If an advanced modeling effort is justified, improved material models, such as the hyperelastic Mooney-Rivlin five parameter or Ogden third-order model can then be employed to capture the complex behavior of these materials, utilizing the stress–strain data provided here. This is particularly important for vascular grafts and natural vessels, as they can undergo significant displacements during pulsatile blood flow. It is imperative to avoid using simplified linear material properties for large displacements in the finite element method, as doing so would lead to distortions in the computational model results, deviating from the true behavior of the graft or vessel.

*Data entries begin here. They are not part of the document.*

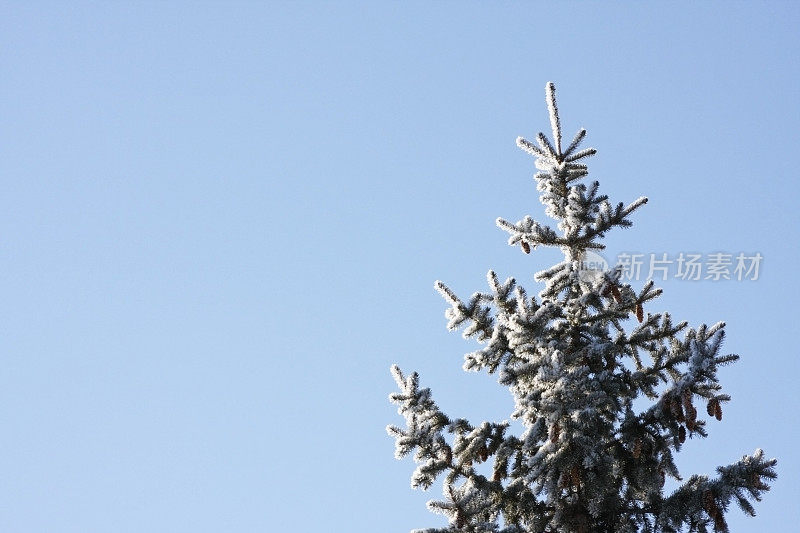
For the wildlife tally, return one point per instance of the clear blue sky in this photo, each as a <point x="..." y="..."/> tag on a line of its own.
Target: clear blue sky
<point x="220" y="223"/>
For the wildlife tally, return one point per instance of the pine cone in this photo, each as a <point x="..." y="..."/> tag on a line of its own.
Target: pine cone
<point x="710" y="407"/>
<point x="483" y="453"/>
<point x="616" y="293"/>
<point x="575" y="477"/>
<point x="555" y="432"/>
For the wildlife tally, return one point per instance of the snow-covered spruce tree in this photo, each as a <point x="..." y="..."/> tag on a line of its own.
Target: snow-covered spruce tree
<point x="588" y="460"/>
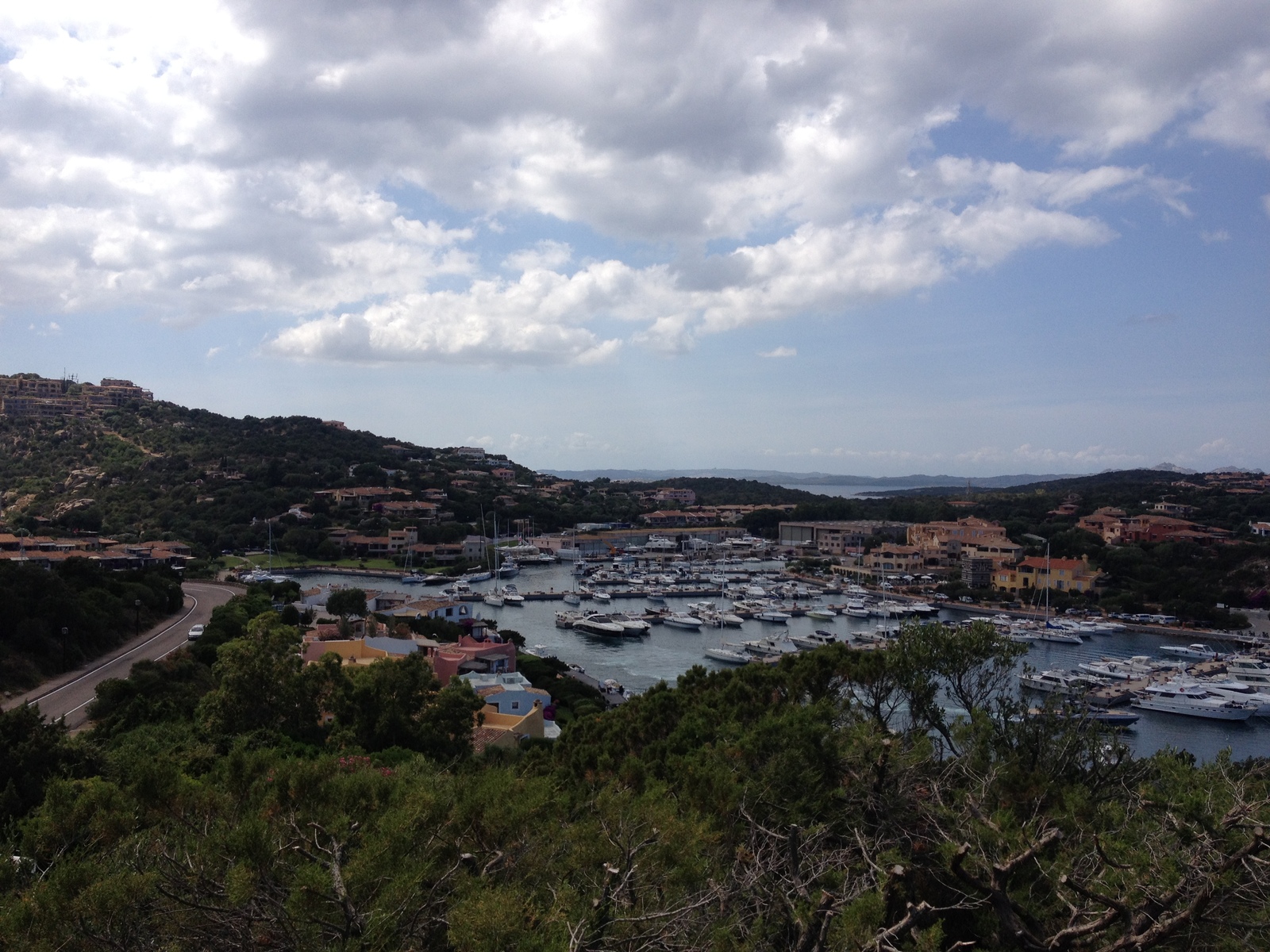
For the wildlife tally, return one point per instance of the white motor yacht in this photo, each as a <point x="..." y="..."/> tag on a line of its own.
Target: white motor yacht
<point x="632" y="622"/>
<point x="817" y="639"/>
<point x="1238" y="691"/>
<point x="1058" y="682"/>
<point x="683" y="620"/>
<point x="1124" y="670"/>
<point x="1198" y="653"/>
<point x="598" y="625"/>
<point x="728" y="654"/>
<point x="1191" y="701"/>
<point x="1254" y="672"/>
<point x="856" y="608"/>
<point x="1062" y="638"/>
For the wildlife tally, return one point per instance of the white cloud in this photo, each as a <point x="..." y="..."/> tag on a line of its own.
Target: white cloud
<point x="244" y="156"/>
<point x="545" y="255"/>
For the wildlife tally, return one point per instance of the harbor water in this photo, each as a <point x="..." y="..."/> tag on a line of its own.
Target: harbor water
<point x="666" y="651"/>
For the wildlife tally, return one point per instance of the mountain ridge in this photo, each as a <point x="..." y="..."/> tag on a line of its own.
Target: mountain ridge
<point x="818" y="479"/>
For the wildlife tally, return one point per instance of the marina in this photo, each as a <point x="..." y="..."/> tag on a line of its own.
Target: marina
<point x="639" y="659"/>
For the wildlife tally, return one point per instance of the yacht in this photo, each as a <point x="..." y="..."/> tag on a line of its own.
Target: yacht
<point x="1057" y="635"/>
<point x="1254" y="672"/>
<point x="728" y="654"/>
<point x="772" y="615"/>
<point x="683" y="620"/>
<point x="1198" y="653"/>
<point x="630" y="622"/>
<point x="764" y="647"/>
<point x="879" y="636"/>
<point x="1238" y="691"/>
<point x="1058" y="682"/>
<point x="1124" y="670"/>
<point x="817" y="639"/>
<point x="1193" y="701"/>
<point x="598" y="625"/>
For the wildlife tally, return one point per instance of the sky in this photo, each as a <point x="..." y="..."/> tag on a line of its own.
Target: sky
<point x="876" y="236"/>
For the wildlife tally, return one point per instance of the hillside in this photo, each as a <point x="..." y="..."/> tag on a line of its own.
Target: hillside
<point x="766" y="808"/>
<point x="156" y="471"/>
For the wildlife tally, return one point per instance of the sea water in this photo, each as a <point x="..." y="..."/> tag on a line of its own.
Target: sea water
<point x="666" y="651"/>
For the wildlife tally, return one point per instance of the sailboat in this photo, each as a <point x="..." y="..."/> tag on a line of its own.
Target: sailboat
<point x="410" y="578"/>
<point x="1054" y="632"/>
<point x="262" y="574"/>
<point x="495" y="597"/>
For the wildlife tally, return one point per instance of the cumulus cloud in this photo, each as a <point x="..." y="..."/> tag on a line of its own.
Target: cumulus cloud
<point x="249" y="158"/>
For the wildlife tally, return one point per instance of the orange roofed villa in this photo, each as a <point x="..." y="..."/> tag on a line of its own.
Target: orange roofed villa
<point x="1039" y="573"/>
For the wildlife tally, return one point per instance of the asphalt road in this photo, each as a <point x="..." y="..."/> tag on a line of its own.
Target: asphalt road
<point x="69" y="695"/>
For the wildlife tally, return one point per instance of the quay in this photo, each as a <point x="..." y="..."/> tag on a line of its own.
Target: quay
<point x="611" y="697"/>
<point x="1122" y="692"/>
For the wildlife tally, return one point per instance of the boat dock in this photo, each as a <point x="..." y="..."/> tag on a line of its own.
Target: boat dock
<point x="611" y="697"/>
<point x="1122" y="692"/>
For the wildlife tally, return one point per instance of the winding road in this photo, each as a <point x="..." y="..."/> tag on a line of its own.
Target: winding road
<point x="69" y="693"/>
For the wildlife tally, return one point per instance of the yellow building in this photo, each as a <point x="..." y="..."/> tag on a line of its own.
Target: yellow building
<point x="1033" y="573"/>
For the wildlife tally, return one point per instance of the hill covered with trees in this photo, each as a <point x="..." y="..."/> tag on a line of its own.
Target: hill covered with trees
<point x="160" y="471"/>
<point x="229" y="797"/>
<point x="1185" y="578"/>
<point x="97" y="608"/>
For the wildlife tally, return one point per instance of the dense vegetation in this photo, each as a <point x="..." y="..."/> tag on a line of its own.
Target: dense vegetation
<point x="95" y="607"/>
<point x="260" y="804"/>
<point x="1179" y="578"/>
<point x="160" y="471"/>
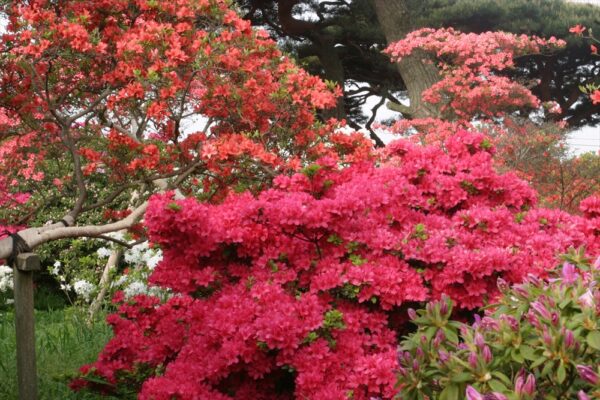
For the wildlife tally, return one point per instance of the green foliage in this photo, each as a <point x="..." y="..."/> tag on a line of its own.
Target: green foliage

Torsional buckling effects of these nonlinearly behaving anisotropic materials were not fully investigated in the present analytical study due to the lack of a comprehensive theory that directly relates the critical rotation angle to blood pressure. Also, we aim for a more practical approach that will help clinical decision-making. However, as a potential future direction, the presented mathematical technique can be further developed to incorporate nonlinear material parameters and anisotropy, along with the consideration of residual strain parameters of the human cardiovascular system as introduced in our previous study (Donmazov et al. 2015). This can be achieved by utilizing noninvasive in vivo pressure versus radius, length and thickness data. Furthermore, it is straightforward to incorporate the material characteristics of diseased or aged vascular tissue, incorporating available data. For example, Roy (1881) first observed a significant decrease in the longitudinal elasticity in the aortic wall of aged population. Garcia-Herrera et al. (2016) modelled the in vivo mechanical response of ascending aortic aneurysms in individuals with Marfan syndrome through uniaxial testing. The region affected by the disease exhibited higher stress levels compared to the unaffected part of the aortic arch. Sommer et al. (2016) studied the strength of aneurysmatic and dissected human thoracic aortas via triaxial shear and uniaxial tensile testing. They found that the aortic media exhibited stronger resistance to rupture under ‘out-of-plane’ shear loadings compared to ‘in-plane’ shear loadings. Additionally, the aortic tissues demonstrated anisotropic failure properties when subjected to different shear loadings, with higher ultimate shear stresses observed in the longitudinal direction than in the circumferential direction. Vande geest et al. (2006) developed a statistical model to noninvasively estimate the distribution of wall strength distribution in aortic aneurysms from the tensile testing of surgically procured abdominal aortic aneurysm wall specimens. In conclusion, the refined technique holds the potential to analyze the three-dimensional characterization of hyperelastic surgical materials, including the assessment of residual stresses.